Political observers have this gauzy idealism that the Supreme Court impartially judges the burning constitutional issues of the day. Not to call that view naïve, but if that was ever the case, it hasn’t been the case for decades. That is the fault of the judicial system as a whole, because over the past century or so the judicial system has increasingly legislated from the bench (for instance, Roe v. Wade, a bad decision regardless of how you feel about abortion rights) and taken on issues properly decided by the legislative branch. (However you feel about same-sex marriage, at least it was legalized by the legislative process in six states, not their courts.)

Everyone knows who are the conservatives (Prosser, Roggensack, Ziegler and Gableman), who are the liberals (Abrahamson and Bradley, who was marketed as a moderate when she was first named to the Supreme Court), and who is the turncoat (Crooks, who claimed to be a conservative when he lost to Bradley in 1995 and beat Court of Appeals Judge Ralph Adam Fine in 1996). And like everything else in politics, it is the result, only the result and nothing but the result that counts.

Regarding my multiple-choice question at the start of this blog: When a Supreme Court justice resigns before his or her term ends, the governor appoints a replacement (something to keep in mind for those espousing choice 1), but that replacement serves only until the next scheduled judicial election when no other justice is standing for election. If a justice were to resign today, the appointed replacement by Gov. Scott Walker would serve only until April 2012. And regarding choice 3, this irony: The Chief Justice in Wisconsin is the longest serving justice. Should Abrahamson resign, the next longest serving justice is … Bradley, elected in 1995. (Followed by Crooks; the three liberals are also the three longest serving justices.)

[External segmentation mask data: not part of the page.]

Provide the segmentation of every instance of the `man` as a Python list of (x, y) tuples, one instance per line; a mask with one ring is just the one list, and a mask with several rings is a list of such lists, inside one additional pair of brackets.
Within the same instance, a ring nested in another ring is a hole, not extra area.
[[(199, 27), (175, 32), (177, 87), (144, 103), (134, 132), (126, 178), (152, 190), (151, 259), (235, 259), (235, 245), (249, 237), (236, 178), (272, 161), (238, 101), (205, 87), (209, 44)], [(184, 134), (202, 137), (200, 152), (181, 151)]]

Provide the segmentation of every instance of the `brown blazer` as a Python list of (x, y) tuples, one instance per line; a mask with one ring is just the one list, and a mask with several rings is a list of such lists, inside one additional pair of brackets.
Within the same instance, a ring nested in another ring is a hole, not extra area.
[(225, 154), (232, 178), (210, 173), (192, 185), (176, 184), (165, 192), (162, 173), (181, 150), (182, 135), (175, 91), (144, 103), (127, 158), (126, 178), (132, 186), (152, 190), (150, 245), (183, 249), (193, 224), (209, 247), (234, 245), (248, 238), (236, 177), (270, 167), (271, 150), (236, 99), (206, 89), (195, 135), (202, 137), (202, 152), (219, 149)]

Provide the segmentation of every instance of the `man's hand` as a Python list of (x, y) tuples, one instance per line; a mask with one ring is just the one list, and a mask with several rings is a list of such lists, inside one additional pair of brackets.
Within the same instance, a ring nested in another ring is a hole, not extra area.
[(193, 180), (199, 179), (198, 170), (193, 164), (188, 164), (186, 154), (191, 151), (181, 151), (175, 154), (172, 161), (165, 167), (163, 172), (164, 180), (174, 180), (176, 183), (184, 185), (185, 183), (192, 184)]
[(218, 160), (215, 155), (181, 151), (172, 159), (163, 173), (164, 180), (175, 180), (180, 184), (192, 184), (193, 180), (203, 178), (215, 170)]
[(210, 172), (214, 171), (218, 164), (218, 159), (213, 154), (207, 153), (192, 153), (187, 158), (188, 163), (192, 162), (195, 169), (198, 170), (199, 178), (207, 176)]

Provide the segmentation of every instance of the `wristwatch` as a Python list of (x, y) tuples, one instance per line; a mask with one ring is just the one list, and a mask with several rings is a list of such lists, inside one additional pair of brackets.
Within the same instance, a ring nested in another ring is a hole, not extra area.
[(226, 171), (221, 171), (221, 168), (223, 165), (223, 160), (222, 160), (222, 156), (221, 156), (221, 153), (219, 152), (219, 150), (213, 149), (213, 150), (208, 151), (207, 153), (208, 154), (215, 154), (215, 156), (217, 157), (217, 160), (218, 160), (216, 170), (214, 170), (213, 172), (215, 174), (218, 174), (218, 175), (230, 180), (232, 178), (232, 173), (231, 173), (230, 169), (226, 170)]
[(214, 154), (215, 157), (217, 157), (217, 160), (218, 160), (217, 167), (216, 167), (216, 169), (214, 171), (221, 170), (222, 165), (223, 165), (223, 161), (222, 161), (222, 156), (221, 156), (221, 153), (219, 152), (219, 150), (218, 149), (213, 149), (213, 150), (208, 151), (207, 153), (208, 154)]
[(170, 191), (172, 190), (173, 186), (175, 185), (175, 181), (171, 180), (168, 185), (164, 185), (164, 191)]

All of this is also another symptom of government’s increasing its tentacles into all aspects of our lives, which has increased the stakes in elections and the political process, which has increased political spending and nastiness of political campaigns and politics generally. Gov. Lee Sherman Dreyfus had two beliefs that seem contradictory today, but are not. On the one hand, he believed the federal government’s role was “defending our shores, delivering our mail and staying the hell out of our lives.” On the other hand, he also believed that “there are some questions the government has no business asking.” Unfortunately, neither side of the political aisle is following Dreyfus’ advice.